Robert HartwigEconomist Robert Hartwig reviews four factors necessary for sustained, double-digit rate increases.

Source: Source: Insurance Networking News | Published on June 27, 2012

The property/casualty industry will not likely experience a traditional hard market in 2012 or 2013, despite recent rate increases, according to Robert

Hartwig, president and economist of the Insurance Information Institute, who spoke to a group of reinsurance actuaries at the Casualty Actuarial Societys Seminar on Reinsurance.

Hartwig noted four necessary criteria for a hard market, one marked by sharply rising rates in excess of 10 to 15 percent.

The industry must endure a sustained period of large underwriting losses. Only when underwriting losses are large and sustained do insurers turn disciplined, Hartwig said. Last year, underwriting losses were $36.5 billion due to U.S. catastrophes, including Tornadoes in Joplin, Mo., and Tuscaloosa, Ala., and elsewhere. Adjusted for inflation, 2011 was the fifth-worst year on record for insured catastrophe losses in the United States. However, to date, catastrophes have been light in 2012.
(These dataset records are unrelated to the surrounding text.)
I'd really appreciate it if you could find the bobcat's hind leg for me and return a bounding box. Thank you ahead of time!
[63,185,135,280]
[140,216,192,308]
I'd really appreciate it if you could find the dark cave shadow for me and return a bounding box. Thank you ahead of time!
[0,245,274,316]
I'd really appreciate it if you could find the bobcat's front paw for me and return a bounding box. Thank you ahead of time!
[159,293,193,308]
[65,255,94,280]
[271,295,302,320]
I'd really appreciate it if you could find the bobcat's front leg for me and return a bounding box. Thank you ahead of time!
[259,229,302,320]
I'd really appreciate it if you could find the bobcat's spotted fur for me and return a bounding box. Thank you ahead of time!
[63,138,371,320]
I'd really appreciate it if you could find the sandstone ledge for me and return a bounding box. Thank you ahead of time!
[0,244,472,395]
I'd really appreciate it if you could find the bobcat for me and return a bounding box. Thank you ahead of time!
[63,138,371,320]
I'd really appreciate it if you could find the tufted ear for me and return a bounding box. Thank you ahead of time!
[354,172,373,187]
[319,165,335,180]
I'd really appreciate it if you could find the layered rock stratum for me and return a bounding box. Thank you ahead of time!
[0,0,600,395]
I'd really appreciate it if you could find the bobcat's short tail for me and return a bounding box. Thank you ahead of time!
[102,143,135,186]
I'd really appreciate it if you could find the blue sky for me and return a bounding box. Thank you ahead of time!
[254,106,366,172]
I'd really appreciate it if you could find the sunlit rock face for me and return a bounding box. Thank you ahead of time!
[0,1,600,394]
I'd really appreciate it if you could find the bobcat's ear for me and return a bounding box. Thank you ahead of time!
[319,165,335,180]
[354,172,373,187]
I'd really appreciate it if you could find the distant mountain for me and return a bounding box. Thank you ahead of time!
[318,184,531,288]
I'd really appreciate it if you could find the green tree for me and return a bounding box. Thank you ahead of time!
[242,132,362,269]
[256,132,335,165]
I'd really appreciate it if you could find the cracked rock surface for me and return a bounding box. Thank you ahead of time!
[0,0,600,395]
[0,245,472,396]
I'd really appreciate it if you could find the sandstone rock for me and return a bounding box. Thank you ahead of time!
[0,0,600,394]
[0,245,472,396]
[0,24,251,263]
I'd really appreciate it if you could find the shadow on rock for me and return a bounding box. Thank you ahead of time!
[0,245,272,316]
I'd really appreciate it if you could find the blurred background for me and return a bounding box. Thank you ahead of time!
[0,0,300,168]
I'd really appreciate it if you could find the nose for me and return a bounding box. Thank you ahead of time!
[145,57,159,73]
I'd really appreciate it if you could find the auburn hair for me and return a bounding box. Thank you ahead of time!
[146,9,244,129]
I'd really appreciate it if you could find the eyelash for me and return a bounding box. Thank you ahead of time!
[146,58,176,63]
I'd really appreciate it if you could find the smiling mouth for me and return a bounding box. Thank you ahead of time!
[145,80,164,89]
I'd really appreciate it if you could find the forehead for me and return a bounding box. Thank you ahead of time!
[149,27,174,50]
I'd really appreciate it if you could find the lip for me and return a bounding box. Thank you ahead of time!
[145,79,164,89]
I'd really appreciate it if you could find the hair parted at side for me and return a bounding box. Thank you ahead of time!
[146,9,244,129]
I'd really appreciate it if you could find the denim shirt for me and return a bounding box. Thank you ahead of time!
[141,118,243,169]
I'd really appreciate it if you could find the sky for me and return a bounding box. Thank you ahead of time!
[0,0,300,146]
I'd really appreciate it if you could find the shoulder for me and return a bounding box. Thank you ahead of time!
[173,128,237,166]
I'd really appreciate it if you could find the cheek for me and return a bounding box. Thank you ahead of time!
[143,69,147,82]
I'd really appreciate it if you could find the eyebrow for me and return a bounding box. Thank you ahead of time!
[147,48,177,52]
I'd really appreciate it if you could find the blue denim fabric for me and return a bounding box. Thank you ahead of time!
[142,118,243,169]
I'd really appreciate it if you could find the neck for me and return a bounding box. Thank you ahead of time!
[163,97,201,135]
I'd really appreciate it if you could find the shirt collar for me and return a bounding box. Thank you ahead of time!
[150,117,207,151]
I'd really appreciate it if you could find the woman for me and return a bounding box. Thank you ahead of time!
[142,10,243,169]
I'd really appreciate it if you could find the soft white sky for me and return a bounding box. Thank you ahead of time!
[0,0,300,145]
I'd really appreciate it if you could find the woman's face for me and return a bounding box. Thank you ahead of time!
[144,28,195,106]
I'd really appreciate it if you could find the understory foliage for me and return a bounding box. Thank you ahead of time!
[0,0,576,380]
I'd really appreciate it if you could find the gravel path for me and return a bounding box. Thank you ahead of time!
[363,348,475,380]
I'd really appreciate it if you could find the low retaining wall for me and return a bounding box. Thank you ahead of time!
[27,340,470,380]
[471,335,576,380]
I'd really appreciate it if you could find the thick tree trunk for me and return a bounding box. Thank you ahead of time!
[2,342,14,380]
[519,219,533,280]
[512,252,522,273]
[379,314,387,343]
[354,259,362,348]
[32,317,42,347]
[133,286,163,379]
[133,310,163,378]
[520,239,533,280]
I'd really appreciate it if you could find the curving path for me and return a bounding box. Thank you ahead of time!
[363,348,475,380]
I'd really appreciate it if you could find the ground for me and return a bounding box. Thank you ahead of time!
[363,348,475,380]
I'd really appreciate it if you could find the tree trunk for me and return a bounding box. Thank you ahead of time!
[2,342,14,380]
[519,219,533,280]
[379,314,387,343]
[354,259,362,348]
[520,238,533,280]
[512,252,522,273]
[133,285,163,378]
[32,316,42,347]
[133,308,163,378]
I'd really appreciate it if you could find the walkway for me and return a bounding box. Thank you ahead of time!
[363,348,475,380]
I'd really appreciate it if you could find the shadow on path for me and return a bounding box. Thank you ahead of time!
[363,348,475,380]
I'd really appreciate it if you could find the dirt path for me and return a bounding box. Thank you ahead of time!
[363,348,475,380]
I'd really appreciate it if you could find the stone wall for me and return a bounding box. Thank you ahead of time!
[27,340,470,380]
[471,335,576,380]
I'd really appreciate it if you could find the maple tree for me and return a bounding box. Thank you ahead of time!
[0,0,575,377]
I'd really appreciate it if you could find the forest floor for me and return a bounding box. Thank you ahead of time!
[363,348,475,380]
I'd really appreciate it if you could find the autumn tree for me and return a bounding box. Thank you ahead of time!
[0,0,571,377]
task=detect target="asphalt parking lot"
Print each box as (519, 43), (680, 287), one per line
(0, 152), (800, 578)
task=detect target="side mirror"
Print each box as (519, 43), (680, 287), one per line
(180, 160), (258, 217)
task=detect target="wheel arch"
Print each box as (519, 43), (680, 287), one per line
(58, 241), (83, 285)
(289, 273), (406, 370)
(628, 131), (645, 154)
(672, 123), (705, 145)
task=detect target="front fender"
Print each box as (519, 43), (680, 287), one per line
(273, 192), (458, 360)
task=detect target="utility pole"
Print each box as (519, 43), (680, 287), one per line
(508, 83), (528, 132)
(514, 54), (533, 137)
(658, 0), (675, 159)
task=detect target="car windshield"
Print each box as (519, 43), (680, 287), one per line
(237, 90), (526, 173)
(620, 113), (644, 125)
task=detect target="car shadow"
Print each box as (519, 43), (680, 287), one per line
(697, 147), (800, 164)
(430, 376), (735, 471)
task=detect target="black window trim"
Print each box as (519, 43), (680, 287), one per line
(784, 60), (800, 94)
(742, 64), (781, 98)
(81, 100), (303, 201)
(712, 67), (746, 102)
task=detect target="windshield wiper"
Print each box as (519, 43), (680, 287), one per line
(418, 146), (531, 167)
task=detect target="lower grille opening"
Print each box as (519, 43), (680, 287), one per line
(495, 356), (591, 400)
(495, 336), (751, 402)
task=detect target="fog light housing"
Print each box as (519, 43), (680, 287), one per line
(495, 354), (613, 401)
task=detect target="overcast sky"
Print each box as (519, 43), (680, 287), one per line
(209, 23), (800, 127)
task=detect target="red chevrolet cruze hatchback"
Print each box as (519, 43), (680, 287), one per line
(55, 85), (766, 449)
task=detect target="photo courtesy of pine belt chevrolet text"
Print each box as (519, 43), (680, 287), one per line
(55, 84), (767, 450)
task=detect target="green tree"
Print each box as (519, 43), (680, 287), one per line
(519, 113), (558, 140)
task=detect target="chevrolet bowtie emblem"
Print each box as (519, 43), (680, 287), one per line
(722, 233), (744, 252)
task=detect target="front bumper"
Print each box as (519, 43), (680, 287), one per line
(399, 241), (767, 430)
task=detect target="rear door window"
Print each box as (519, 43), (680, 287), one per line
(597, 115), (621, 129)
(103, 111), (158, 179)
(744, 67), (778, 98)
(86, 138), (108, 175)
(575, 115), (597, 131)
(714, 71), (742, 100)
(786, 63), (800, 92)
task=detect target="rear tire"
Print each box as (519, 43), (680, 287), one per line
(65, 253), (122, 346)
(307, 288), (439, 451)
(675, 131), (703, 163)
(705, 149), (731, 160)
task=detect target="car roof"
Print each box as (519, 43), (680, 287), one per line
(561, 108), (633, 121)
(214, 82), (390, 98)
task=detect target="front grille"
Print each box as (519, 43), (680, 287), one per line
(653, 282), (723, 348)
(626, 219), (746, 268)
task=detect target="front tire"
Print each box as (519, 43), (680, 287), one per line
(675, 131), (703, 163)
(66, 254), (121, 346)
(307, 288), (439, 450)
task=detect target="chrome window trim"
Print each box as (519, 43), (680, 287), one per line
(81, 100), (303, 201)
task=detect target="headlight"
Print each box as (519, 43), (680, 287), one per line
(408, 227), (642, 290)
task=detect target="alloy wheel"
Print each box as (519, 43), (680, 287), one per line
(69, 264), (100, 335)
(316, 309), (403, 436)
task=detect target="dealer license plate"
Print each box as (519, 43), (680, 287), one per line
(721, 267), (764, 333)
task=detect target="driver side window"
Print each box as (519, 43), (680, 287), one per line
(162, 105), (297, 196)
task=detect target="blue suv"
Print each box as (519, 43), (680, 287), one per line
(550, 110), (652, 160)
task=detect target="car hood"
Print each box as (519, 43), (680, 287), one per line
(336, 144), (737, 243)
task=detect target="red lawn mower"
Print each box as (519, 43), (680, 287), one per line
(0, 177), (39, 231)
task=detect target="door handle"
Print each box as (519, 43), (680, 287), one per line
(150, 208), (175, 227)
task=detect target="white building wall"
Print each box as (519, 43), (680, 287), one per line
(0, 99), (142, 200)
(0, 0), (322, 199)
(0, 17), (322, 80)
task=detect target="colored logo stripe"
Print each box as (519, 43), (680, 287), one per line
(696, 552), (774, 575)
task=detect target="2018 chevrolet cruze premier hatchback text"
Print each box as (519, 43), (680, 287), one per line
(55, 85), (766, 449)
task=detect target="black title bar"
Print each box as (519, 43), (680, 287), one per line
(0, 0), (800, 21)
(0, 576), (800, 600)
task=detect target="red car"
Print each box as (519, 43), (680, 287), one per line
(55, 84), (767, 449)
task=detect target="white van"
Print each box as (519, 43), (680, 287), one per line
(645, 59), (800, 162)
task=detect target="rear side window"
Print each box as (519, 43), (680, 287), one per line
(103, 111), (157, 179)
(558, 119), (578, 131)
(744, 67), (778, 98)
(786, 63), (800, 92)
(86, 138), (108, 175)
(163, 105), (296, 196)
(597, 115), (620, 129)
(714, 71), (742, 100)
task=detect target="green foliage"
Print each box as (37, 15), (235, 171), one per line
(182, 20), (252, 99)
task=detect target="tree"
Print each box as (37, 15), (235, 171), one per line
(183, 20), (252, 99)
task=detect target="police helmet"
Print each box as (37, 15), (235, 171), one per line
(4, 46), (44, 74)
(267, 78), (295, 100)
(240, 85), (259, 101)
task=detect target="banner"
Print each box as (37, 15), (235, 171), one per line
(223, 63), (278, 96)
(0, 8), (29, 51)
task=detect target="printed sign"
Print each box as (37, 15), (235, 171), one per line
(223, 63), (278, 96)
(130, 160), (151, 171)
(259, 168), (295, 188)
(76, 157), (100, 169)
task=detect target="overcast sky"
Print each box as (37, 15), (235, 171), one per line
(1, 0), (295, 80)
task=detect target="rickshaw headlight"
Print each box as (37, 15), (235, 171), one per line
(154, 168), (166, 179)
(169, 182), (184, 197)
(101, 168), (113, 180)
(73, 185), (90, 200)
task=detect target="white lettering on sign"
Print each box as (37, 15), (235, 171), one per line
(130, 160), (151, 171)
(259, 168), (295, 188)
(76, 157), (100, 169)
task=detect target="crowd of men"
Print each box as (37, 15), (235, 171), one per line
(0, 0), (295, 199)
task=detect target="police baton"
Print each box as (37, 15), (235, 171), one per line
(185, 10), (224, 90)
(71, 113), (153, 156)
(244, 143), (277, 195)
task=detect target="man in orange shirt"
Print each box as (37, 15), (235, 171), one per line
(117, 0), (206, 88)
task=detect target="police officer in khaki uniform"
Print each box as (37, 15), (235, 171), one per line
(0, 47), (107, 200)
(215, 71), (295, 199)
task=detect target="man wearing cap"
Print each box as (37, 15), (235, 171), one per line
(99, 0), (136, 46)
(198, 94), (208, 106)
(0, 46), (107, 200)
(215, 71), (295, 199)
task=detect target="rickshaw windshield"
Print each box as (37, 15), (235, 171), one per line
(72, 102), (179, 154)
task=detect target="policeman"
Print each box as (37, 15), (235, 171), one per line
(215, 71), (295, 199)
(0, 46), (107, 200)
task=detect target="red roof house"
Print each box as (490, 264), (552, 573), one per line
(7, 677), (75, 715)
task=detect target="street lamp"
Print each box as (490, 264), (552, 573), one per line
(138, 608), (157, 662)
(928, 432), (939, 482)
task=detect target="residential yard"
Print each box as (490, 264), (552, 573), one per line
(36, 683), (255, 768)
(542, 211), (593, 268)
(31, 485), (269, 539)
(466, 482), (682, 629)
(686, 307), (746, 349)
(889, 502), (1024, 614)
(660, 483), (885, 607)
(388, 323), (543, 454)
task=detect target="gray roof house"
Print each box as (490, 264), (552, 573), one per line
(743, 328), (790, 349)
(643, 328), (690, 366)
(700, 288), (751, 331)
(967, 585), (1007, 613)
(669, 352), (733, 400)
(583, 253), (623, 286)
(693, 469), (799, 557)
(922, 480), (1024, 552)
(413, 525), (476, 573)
The industry must suffer a decline in industry surplus or capacity, resulting in rising rates. But industry surplus remains high, Hartwig said, hitting a record $565 billion as of first quarter 2011 and falling off only slightly during 2011, despite catastrophic losses.

The cost of reinsurance must be rising, accompanied by a shortage of reinsurance capital. This is somewhat the case, as excess capacity in reinsurance in early 2011 was consumed by earthquakes in Japan and New Zealand and floods in Thailand. In the United States, reinsurance prices for catastrophe business have risen 8 percent. However, relative to 1993, when Hurricane Andrew hit, rates rose 68 percent; after Hurricane Katrina, rates rose 76 percent. Further, Hartwig said this notion that somehow big catastrophe losses are somehow [by themselves] going to affect prices here, is incorrect.

Finally, the industry must increase discipline in underwriting and pricing discipline, which may be occurring for commercial lines after having declined for years. In the first quarter, commercial insurance rates rose 4.4 percent, which was the third consecutive quarterly increase; however, that followed 30 consecutive quarters of declining rates, according to the Council of Insurance Agents and Brokers.

In the first quarter, workers compensation rates rose fastest at 7.4 percent, but only because of the deterioration they had endured. Over the past three years, workers comp combined ratios were 110.6, 116.8 and 115.0, compared with 99.5, 101.0 and 107.5 for commercial lines overall.